Even as a major aspect of Rahil, Sara and Mira's relationship is carnal, the narrative isn't voyeuristic at all. Did you consciously want to maintain the sanctity of their dynamic?

I think voyeurism is rooted in our own hypocrisies. Even when it comes to issues that I am passionate about, I cringe when people use bodies to demonstrate a social justice issue, or use graphic images and emotional arm-twisting to make a point. Why do we have to show blood, gore, and anatomy for us to negotiate our values and thoughts? That’s limiting. We have the imagination to write about love, sex, and even violence in ways that allow us to see our own flaws and think from new perspectives.

The body feels like the backbone of the story — both as a metaphysical and tangible property. Did writing this book affect your own understanding of it?

I do live with chronic depression and chronic migraines. At the same time, I’ve found that mental illness has so many parts to it, and most of it is your own unique manifestation of it.
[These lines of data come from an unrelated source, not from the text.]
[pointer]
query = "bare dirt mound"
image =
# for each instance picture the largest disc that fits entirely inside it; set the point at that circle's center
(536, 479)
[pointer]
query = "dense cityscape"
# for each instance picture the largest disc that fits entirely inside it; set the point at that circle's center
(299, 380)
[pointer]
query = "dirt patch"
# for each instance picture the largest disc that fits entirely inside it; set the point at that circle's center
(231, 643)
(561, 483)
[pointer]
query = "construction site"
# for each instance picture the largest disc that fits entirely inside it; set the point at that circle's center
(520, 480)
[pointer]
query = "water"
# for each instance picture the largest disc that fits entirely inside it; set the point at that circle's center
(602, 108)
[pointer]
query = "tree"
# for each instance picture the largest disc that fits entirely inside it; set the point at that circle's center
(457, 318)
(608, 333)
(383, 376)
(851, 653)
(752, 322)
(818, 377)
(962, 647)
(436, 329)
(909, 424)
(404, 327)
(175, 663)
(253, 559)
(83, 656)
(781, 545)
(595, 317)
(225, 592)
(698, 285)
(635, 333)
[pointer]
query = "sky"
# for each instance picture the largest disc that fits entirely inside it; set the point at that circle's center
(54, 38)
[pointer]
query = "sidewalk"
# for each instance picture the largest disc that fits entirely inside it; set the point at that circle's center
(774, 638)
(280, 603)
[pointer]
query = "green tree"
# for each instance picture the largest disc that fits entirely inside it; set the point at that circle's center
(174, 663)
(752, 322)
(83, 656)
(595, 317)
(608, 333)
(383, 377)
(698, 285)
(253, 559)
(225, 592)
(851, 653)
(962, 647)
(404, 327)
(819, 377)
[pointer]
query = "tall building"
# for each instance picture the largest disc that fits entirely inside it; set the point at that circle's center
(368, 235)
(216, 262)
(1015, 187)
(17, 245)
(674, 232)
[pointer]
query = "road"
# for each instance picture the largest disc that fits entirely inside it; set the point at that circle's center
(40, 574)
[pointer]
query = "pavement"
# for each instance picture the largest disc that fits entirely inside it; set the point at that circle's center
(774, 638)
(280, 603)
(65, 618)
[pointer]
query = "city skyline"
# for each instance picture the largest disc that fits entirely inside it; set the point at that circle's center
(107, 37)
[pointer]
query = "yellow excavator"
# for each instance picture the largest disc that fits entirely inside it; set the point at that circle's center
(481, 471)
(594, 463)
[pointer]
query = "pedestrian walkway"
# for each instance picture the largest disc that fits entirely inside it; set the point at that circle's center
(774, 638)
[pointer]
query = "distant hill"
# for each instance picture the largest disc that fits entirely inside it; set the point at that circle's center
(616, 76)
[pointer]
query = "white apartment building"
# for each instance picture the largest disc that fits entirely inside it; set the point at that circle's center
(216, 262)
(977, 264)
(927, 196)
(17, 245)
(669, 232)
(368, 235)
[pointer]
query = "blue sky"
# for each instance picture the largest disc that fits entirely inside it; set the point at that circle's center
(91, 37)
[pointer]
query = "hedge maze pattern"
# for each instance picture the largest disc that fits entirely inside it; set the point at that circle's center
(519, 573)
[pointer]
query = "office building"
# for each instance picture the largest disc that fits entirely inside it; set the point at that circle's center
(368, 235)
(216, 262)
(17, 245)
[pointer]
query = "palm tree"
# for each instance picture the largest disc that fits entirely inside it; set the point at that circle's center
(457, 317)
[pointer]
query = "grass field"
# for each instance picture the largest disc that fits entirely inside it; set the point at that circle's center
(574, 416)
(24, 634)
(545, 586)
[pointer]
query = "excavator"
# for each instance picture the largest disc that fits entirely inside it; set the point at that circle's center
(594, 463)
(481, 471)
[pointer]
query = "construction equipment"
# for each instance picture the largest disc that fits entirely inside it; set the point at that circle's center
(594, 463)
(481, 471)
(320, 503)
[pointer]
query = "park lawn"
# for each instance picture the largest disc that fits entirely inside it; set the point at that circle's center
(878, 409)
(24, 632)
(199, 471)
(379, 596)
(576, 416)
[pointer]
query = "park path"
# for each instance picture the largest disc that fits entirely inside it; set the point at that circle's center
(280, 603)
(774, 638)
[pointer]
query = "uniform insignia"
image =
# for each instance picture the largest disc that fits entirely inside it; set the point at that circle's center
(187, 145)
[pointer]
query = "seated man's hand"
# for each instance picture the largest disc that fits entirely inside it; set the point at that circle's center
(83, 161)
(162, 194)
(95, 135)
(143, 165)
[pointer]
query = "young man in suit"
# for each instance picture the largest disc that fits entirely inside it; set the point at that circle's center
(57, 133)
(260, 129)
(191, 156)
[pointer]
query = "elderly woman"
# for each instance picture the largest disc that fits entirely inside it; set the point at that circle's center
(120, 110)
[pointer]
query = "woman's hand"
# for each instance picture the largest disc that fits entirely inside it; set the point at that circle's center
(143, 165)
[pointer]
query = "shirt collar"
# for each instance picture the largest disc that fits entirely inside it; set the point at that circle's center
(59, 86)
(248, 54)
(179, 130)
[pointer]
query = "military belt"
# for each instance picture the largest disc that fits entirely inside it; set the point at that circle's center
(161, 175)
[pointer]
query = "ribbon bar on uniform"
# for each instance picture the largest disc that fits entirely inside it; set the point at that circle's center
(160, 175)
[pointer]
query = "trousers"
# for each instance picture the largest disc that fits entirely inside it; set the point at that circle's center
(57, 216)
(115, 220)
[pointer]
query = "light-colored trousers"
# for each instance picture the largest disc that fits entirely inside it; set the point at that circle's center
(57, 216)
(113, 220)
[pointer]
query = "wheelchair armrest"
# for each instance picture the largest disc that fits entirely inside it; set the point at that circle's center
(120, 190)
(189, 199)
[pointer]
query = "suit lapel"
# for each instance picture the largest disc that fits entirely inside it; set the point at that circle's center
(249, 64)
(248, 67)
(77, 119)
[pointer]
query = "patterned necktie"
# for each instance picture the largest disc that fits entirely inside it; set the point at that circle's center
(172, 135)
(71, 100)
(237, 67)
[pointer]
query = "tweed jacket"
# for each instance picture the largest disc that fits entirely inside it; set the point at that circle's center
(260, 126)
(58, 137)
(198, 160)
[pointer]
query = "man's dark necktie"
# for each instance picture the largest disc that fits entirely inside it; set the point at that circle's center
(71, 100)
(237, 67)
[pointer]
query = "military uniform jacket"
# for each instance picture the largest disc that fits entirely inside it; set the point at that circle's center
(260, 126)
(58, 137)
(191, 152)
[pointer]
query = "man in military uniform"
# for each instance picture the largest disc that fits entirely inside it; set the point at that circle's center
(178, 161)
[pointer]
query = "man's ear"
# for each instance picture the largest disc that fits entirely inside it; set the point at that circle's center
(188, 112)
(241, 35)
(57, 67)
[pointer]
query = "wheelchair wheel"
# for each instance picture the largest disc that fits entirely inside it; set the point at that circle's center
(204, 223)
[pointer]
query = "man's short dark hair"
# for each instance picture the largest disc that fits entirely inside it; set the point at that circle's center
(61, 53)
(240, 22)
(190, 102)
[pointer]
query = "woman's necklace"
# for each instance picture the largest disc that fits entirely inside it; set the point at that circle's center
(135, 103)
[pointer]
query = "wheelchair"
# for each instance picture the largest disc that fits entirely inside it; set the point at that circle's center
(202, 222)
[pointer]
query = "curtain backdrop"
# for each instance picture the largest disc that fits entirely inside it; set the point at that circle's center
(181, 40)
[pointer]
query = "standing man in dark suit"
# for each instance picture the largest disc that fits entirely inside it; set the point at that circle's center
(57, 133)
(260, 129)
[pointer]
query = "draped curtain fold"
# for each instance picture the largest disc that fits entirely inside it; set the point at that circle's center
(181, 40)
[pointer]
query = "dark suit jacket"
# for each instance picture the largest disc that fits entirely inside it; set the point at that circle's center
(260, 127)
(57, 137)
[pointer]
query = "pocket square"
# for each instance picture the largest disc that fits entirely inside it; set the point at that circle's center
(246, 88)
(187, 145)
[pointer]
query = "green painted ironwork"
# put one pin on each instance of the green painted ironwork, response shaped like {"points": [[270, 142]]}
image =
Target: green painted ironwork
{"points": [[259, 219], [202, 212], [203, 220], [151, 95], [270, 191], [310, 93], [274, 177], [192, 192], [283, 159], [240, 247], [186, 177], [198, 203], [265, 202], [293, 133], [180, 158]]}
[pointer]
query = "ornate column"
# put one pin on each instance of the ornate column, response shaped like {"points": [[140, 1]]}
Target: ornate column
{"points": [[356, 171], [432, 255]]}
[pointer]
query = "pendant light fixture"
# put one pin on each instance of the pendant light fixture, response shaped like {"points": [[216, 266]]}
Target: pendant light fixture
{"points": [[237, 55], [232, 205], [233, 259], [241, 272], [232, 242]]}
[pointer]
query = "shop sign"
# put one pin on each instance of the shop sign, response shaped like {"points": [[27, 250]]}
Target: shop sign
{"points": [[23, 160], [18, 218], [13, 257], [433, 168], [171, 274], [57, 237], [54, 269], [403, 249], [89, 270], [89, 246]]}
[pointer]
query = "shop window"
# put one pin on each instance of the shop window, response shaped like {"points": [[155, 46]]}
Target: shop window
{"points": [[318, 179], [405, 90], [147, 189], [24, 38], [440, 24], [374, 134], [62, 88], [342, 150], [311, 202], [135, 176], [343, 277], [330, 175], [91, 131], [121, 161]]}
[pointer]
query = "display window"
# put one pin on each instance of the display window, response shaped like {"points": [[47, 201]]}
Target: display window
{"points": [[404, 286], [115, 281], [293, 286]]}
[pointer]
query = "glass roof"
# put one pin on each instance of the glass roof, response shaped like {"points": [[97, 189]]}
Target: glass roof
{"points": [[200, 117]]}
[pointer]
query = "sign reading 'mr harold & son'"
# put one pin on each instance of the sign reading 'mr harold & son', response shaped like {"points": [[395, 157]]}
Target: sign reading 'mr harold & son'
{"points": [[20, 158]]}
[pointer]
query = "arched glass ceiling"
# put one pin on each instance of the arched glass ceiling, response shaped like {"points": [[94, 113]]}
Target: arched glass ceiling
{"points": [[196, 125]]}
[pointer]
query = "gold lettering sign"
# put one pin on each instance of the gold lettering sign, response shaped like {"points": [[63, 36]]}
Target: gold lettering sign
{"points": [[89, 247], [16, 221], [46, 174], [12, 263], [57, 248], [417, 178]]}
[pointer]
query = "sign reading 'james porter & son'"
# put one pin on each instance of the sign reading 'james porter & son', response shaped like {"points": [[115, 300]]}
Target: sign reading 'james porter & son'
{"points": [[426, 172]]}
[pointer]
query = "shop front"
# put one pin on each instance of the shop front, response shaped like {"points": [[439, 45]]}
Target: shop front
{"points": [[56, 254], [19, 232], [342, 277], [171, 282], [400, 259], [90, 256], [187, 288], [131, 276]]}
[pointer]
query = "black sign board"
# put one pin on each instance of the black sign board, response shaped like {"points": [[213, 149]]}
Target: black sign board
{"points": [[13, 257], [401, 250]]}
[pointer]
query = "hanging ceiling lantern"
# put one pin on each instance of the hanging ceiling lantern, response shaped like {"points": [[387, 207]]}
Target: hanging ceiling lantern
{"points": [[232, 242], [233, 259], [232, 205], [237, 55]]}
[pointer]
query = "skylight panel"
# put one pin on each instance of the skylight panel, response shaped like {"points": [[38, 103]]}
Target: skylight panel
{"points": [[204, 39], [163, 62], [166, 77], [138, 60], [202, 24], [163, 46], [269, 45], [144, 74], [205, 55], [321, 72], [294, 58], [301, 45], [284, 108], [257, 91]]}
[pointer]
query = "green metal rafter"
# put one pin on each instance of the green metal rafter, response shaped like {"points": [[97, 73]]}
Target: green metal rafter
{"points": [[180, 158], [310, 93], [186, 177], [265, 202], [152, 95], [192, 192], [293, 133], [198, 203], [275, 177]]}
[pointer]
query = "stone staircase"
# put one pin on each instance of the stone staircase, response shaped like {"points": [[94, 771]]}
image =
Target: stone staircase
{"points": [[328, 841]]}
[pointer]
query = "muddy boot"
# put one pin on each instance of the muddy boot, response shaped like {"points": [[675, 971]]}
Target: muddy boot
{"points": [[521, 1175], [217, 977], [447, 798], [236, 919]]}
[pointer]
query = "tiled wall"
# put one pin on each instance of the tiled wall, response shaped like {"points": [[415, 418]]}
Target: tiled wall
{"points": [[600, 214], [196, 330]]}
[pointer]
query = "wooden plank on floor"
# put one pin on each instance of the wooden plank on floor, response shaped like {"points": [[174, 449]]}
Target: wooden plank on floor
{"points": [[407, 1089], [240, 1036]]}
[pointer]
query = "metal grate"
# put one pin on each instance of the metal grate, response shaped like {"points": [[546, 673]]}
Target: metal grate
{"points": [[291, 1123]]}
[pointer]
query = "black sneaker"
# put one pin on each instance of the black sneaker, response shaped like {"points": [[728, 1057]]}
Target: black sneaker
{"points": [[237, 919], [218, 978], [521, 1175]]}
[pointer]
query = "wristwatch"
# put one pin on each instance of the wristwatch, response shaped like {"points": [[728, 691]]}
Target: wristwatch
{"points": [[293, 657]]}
As an urban woman in the internet age, I am overexposed to notions of responding to illness and body via the internet: so many labels, so many binary ways of looking at symptoms and expressions of those symptoms. I was untangling a lot of those notions when I was writing The Body Myth. I was also looking at my own life from an existential and spiritual perspective. Because, in the end, with all the complexity of the world, all the ironies, mysteries, opinions, violence, and beauty: there you are, and you have to accept yourself as a part of this wide, wild, universe.

You invoke certain revolutionary writers and thinkers as the story moves forward. Were they always meant to be part of Mira's journey? Also, is that more like you or Mira?

I recently wrote an article on writing a character that is smarter than you. Or at least smarter in a bookish way. I am a very curious person, but I am not like Mira at all. I haven’t been able to read half as much as she has, nor do I have the ability to contextualise history and philosophy into everyday conversation like she does. It was tricky. Some people might find Mira pretentious, but I see her as a woman who wants very simple things in life. She just used intellectualism to cope with her grief and validate her purpose in the world.